A federal judge yesterday upheld NYPD rules which effectively outlaw bicycle rides with 50 or more cyclists that proceed without a permit. The case is closely associated with police crackdowns on Critical Mass but affects any group ride of sufficient size.
In his 54-page decision in favor of NYPD and the city of New York [PDF], District Court Judge Lewis Kaplan, a Staten Island native who holds a JD from Harvard Law (Class of 1969), dismissed the case put forward by the Five Borough Bicycle Club, Columbia history professor Kenneth T. Jackson (who organizes educational nighttime rides for students), and several Critical Mass participants. The cyclists' attorneys argued that the NYPD permit rules violate First Amendment rights to free speech and assembly, and that police have selectively issued citations to cyclists who have not broken any traffic laws.

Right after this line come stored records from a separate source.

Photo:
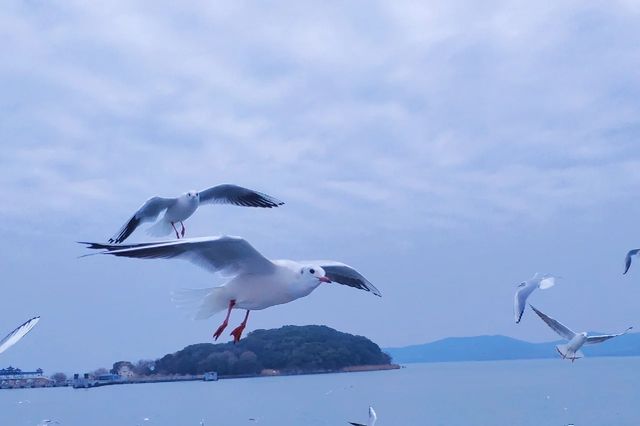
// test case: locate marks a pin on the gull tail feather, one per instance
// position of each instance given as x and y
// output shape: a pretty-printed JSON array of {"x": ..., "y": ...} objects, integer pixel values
[
  {"x": 160, "y": 228},
  {"x": 201, "y": 303}
]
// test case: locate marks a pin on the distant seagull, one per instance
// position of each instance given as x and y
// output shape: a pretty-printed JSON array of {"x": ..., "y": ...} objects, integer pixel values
[
  {"x": 257, "y": 282},
  {"x": 627, "y": 259},
  {"x": 178, "y": 209},
  {"x": 17, "y": 334},
  {"x": 571, "y": 350},
  {"x": 541, "y": 281},
  {"x": 372, "y": 419}
]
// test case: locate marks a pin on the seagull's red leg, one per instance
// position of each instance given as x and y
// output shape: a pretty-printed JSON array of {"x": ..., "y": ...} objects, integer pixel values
[
  {"x": 224, "y": 324},
  {"x": 174, "y": 228},
  {"x": 237, "y": 332}
]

Judge Kaplan rejected these claims across the board. One of the more fascinating aspects of Kaplan's ruling is his application of local traffic law to cyclists' behavior, and the way his judgments about traffic safety influence his judicial opinion. In concluding that NYPD's 50-person limit on group rides justifiably advances public safety, for instance, Kaplan writes:
Large groups of cyclists may well be more visible than individual cyclists and may take up less space than large groups of vehicles, but countervailing factors such as their lack of predictability and their tendency to try to stay together in a moving column, even if this means going through a red light, nevertheless endanger other travelers and disrupt orderly traffic flow. Their presence may add traffic volume that otherwise would be absent.
This reality was borne out by a video clip of the September 2007 Manhattan Critical Mass ride shown... at trial. As the Court noted at the time, the clip shows a cyclist engaging in dangerous behavior by pulling out and to the right of a motor vehicle that itself was in the process of pulling out of the bike lane to its right. The biker comes up from the motor vehicle driver’s blind spot and passes the motor vehicle on the right just as the motor vehicle begins to pull to the right and out of the bike lane. I find that the video demonstrates the danger of the cyclist's actions.
According to a court transcript obtained by Streetsblog, Kaplan is in fact referring to video shot in July, 2007, which appears beginning at the :37 mark in the above YouTube clip. It depicts a cyclist traveling south in the Broadway bike lane at 19th Street. When he encounters a BMW SUV partially obstructing his path, he bikes into car traffic and passes the SUV.
This behavior, in Judge Kaplan's estimation, is the cause of safety hazards and a reason to give legal standing to NYPD regulation of group rides. As for the motorist blocking a bike lane with his multi-ton SUV before merging back into traffic, without much seeming awareness of the cyclist approaching from behind, Kaplan's opinion gives no indication that such carelessness registers with him.
In another passage, on page 47, Kaplan interprets state law as requiring cyclists to ride as close to the right-hand curb as practicable if they are traveling at "less than the speed of normal traffic." It's a rather restrictive take on the legality of taking a lane, and omits the fact that the rule in question applies only to two-way streets. At no point in his decision does Kaplan mention the NYPD's reliance on section 1234 of the New York State traffic law to issue violations to Critical Mass cyclists, which plaintiffs cited as evidence of discriminatory enforcement. Section 1234, which requires cyclists to ride in the right hand curb, does not apply in New York City.
The Five Borough Bike Club says it is disappointed in Kaplan's ruling and will review the decision with other plaintiffs. No word yet on whether an appeal will be filed.